Fast semi-analytical N-body interactions in planet formation population synthesis models
Antoine Petit  1@  
1 : Joseph Louis LAGRANGE
Université Nice Sophia Antipolis (1965 - 2019), Institut National des Sciences de l'Univers, Observatoire de la Cote d'Azur, Université Côte d'Azur, Centre National de la Recherche Scientifique

Fitting planet formation models to the exoplanet demographics necessitates to generate hundred of thousands of systems. Yet, modelling every planet formation processes,such as dust coagulation, interactions with the protoplanetary disk or planet interactions, in a single simulation is still beyond our computational capabilities.
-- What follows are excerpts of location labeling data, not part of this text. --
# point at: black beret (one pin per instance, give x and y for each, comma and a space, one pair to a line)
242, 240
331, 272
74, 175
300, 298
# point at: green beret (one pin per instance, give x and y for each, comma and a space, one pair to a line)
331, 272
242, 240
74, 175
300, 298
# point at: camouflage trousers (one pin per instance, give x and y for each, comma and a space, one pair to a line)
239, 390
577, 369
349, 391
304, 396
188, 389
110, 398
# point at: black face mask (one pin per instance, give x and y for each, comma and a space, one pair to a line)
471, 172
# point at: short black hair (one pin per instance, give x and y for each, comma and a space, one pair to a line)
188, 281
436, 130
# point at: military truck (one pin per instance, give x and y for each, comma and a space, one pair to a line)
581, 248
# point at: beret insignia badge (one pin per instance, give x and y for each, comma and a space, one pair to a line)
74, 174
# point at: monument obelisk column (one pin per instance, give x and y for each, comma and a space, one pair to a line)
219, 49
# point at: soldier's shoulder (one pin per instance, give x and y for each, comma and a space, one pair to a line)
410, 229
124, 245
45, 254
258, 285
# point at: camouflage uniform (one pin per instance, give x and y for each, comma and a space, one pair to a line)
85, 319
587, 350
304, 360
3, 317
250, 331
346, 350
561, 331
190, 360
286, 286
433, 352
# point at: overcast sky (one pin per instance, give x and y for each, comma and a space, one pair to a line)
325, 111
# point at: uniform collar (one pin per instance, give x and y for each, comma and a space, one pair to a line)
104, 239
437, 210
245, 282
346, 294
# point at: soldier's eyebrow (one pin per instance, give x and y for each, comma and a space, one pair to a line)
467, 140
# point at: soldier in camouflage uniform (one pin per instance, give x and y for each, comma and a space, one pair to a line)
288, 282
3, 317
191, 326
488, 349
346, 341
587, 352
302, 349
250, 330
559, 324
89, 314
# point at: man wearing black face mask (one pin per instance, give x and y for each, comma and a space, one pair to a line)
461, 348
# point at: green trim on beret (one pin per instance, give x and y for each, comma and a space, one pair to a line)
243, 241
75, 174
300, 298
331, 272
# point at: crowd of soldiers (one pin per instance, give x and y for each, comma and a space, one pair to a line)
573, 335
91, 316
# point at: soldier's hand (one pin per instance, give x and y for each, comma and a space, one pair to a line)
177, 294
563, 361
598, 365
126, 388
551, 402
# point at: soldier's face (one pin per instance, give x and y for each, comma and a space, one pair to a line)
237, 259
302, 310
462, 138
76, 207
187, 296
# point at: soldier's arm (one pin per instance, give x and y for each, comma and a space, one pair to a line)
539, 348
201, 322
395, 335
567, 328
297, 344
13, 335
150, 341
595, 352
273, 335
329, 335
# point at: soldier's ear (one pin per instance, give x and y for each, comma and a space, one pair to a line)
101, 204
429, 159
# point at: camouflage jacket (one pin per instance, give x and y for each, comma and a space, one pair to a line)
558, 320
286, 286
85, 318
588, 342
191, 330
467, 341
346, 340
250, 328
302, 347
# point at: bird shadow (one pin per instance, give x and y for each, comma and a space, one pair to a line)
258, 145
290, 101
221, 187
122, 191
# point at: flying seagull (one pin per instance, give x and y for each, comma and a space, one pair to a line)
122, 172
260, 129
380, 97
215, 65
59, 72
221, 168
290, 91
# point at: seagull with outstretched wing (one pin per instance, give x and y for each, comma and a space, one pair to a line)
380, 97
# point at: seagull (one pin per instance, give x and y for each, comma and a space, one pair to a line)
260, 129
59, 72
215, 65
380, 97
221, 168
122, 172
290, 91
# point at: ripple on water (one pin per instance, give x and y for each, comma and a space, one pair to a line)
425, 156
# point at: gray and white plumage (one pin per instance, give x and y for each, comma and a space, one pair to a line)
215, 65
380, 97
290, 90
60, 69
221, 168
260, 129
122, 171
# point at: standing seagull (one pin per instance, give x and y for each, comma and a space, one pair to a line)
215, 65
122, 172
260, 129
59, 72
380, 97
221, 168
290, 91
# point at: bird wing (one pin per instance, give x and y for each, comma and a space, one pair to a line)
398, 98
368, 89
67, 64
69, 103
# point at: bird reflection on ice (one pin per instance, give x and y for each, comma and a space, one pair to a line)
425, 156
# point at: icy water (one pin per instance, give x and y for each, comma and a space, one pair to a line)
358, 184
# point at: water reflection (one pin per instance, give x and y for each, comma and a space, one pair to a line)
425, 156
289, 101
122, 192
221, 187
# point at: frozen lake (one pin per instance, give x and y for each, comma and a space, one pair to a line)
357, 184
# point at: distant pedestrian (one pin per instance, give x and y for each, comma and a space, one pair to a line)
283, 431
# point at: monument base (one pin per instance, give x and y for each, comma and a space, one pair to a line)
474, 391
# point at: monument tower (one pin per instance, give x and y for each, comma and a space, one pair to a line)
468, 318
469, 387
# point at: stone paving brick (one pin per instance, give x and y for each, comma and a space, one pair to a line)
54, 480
The population synthesis approach aims at combining fast semi-analytical recipes modelling the important physical processes at play, to keep an affordable computational cost. The bottleneck of the current state-of-the-art simulations is the N-body interactions between planetary embryos, within and after the disk lifetime. In this work we propose a framework to replace direct N-body integrations in population synthesis models by semi-analytical recipes derived from the recent breakthroughs in our understanding of planet dynamics during their formation. We self-consistently model mean motion resonances, compact systems instability, planet scattering and collisions. We combine our model with state-of-the-art modelling of planet growth and migration. Our method statistically reproduces results obtained in simulations including N-body integration, for a fraction of the computational cost. We discuss how this approach enable us to use the entire exoplanet population to constrain planet formation models and planetary system architecture.